- Born: 20 October 1943
- Died: 20 July 2025 (aged 81)
- Education: University of Cambridge (BA, PhD)
- Awards: FRS (1991);
- Scientific career
- Fields: fluid dynamics;
- Workplaces: University of Newcastle; University of Exeter;
- Doctoral advisor: Keith Moffatt;

= Andrew Soward =

British fluid dynamicist

Andrew Michael Soward (20 October 1943- 20 July 2025) was a British fluid dynamicist. He was an emeritus professor at the Department of Mathematics of the University of Exeter.

==Education==
Soward was educated at Queens' College, Cambridge. He earned his PhD in 1969, under the supervision of Keith Moffatt.

== Research ==
Soward is known for his work on magnetohydrodynamics (MHD) and especially dynamo theory, and also for his contributions to linear and nonlinear stability theory.

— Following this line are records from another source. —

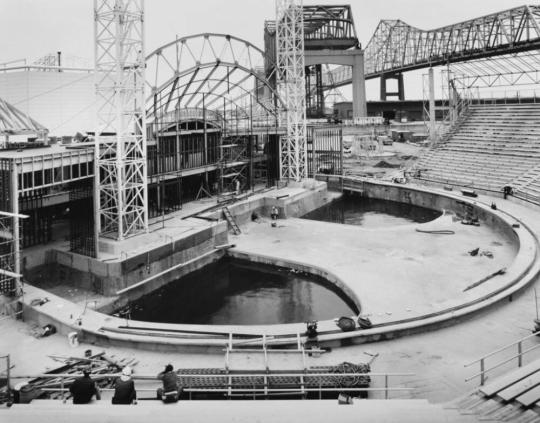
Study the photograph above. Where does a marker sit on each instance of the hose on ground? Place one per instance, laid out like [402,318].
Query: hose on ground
[436,231]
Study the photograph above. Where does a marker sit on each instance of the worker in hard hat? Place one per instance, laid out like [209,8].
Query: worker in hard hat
[124,388]
[84,388]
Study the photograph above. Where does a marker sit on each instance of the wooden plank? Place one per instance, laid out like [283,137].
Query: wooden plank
[520,387]
[509,379]
[530,397]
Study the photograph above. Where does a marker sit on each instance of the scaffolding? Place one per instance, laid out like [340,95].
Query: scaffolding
[291,87]
[121,197]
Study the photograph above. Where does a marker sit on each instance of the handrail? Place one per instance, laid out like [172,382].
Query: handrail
[503,348]
[252,388]
[205,375]
[520,353]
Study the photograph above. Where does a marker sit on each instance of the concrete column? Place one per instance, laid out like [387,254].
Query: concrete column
[359,86]
[431,84]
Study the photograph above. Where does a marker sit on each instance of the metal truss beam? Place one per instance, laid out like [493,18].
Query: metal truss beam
[219,66]
[291,87]
[120,143]
[398,47]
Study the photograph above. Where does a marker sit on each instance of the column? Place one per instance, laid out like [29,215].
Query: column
[359,86]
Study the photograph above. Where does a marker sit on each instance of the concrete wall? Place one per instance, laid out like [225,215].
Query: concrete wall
[436,201]
[292,206]
[109,277]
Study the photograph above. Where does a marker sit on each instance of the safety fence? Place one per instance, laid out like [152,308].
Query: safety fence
[202,385]
[512,355]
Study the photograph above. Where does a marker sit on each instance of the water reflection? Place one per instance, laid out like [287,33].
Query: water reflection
[237,292]
[371,212]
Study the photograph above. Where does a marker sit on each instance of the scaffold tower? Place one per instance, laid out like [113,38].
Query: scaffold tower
[291,88]
[120,139]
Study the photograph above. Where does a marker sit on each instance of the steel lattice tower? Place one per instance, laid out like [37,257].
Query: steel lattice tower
[291,88]
[120,141]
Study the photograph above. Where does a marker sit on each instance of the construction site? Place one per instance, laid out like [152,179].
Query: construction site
[249,215]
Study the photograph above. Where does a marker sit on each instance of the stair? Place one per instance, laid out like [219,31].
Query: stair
[492,146]
[509,398]
[232,222]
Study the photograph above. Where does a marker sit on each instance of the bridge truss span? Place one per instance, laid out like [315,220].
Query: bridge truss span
[397,47]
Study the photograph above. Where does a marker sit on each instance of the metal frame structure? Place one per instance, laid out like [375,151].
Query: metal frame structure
[10,246]
[226,71]
[121,197]
[15,122]
[398,47]
[329,26]
[519,69]
[291,87]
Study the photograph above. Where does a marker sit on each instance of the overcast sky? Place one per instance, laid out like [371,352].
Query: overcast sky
[32,28]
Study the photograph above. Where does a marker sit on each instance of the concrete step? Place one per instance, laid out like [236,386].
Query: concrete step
[404,411]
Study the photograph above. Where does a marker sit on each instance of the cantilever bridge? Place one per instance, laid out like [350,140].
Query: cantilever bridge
[397,47]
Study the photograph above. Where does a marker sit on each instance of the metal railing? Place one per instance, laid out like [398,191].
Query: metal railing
[518,357]
[242,388]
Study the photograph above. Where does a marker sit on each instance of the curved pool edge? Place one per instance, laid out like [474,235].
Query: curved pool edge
[524,269]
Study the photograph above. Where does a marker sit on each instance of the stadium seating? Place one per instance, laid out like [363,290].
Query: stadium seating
[493,146]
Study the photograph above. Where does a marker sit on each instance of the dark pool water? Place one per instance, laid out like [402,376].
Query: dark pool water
[242,293]
[372,213]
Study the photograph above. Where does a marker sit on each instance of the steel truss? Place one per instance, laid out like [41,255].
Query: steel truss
[291,87]
[398,47]
[120,143]
[224,72]
[519,69]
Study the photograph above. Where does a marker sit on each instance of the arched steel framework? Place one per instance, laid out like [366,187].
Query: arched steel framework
[190,70]
[398,47]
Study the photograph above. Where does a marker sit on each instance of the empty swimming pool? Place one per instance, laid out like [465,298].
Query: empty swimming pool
[371,212]
[236,292]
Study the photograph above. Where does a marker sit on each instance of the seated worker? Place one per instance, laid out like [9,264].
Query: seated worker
[170,391]
[84,388]
[124,388]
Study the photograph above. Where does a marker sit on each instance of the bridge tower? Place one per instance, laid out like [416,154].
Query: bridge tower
[291,87]
[400,93]
[120,200]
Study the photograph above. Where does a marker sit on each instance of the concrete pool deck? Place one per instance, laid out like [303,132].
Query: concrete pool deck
[402,282]
[436,358]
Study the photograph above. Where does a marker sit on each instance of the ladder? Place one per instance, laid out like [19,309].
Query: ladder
[230,219]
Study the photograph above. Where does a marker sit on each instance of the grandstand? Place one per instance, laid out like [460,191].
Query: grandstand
[492,146]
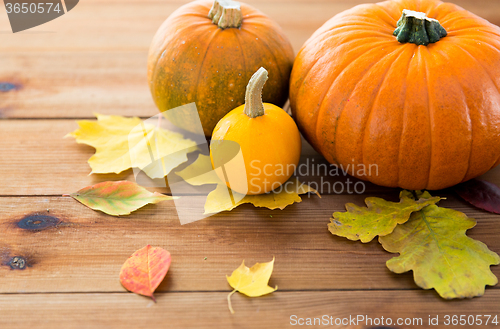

He used asymptotic analysis to solve a number of outstanding problems in applied mathematics. By a new pseudo-Lagrangian technique for studying lightly damped fluid systems, he elucidated previously inexplicable features of Braginskii's geodynamo. Soward has provided explicit examples of steady fast dynamo action, thus disproving a conjecture that such dynamos did not exist.

He identified new rotating modes of nonlinear convection in rotating systems, and in collaboration with Steven Childress, established an MHD dynamo model in a rapidly rotating Bénard layer; he also gave the first demonstration that situations exist where oscillatory MHD dynamos generate magnetic fields more readily than steady flows can. He collaborated with Eric Priest to provide the first mathematically consistent account of the Petschek mechanism of magnetic field line reconnection. Soward also gave the first complete solution of the Stefan (freezing) problem in cylindrical geometry; with C.A. Jones, he provided the first completely correct solution of the spherical Taylor problem.

== Awards and honours ==
Soward was elected a Fellow of the Royal Society (FRS) in 1991.